Total quarterly production was 11.7 million barrels of oil equivalent (MMBoe), comprising 55.6% crude oil, condensates and natural gas liquids (NGLs). Natural gas volumes were 31.2 billion cubic feet (Bcf), down 23.3% year over year. Oil, condensate and natural gas liquids (NGLs) volume expanded 10.2% year over year to 6.5 million barrels (MMBbls).
Newfield’s first quarter oil and natural gas price realizations (including the effect of hedges) averaged $59.79 per Boe. Natural gas prices improved 10.5% year over year to $4.09 per Mcf. However, liquid prices sank 0.2% to $96.06 per barrel.
Recurring lease operating expenses (:LOE) were $7.20 per Boe. Production and other taxes were $10.16 per Boe, while General and administrative expenses came in at $4.06 per Boe.
At quarter-end, Newfield had a cash balance of $44 million, while long-term debt was $3,045 million, representing a debt-to-capitalization ratio of 52.3%.
For 2013, Newfield expects estimated output in the range of 44.2–47.2 million barrels of oil equivalent (:MMBOE). LOE is expected between $11.45 and $12.70 per Mcfe.
The company expects to generate about 60% of its annual production growth in the first half of 2013.
Newfield Exploration’s diversified portfolio of assets provides both flexibility and a significant growth potential. We expect the company’s reserve potential in the Southern Alberta Bakken, Wasatch Oil, Uinta Basin and Williston play to be a liquid-rich catalyst for the stock.
After adjusting the impact of asset sales in 2013, liquids production increased about 30% in the first quarter on an annualized basis. It is expected to grow by 12% in the second quarter.
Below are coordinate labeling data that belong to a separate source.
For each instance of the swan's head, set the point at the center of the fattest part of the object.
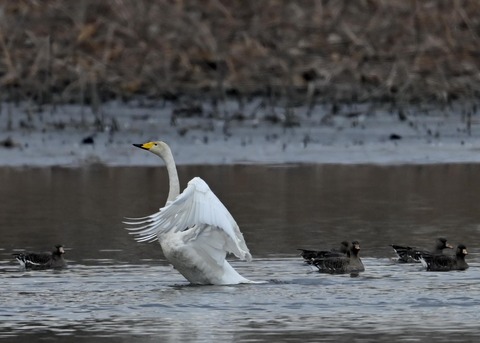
(157, 147)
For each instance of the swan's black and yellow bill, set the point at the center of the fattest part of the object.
(146, 146)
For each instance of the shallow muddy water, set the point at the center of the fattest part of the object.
(118, 290)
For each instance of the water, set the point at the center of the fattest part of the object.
(118, 290)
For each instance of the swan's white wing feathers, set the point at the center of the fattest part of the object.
(196, 205)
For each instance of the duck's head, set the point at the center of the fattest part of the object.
(462, 250)
(443, 244)
(59, 249)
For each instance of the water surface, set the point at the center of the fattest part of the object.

Though we remain positive on Newfield Exploration’s emerging resource plays’ development program, we believe that its sensitivity to gas price volatility, as well as drilling results, costs, geo-political risks and project timing delays will weigh on the stock. Increasing cost pressure in the highly competitive shale plays is also a cause for concern.
Newfield Exploration shares currently retain a Zacks Rank #3, which translates into a short-term Hold rating. But there are other stocks in the oil and gas industry that appear more attractive. These include Range Resources Corporation (RRC), Stone Energy Corp (SGY) and EPL Oil & Gas, Inc. (EPL), which hold a Zacks Rank #1 (Strong Buy).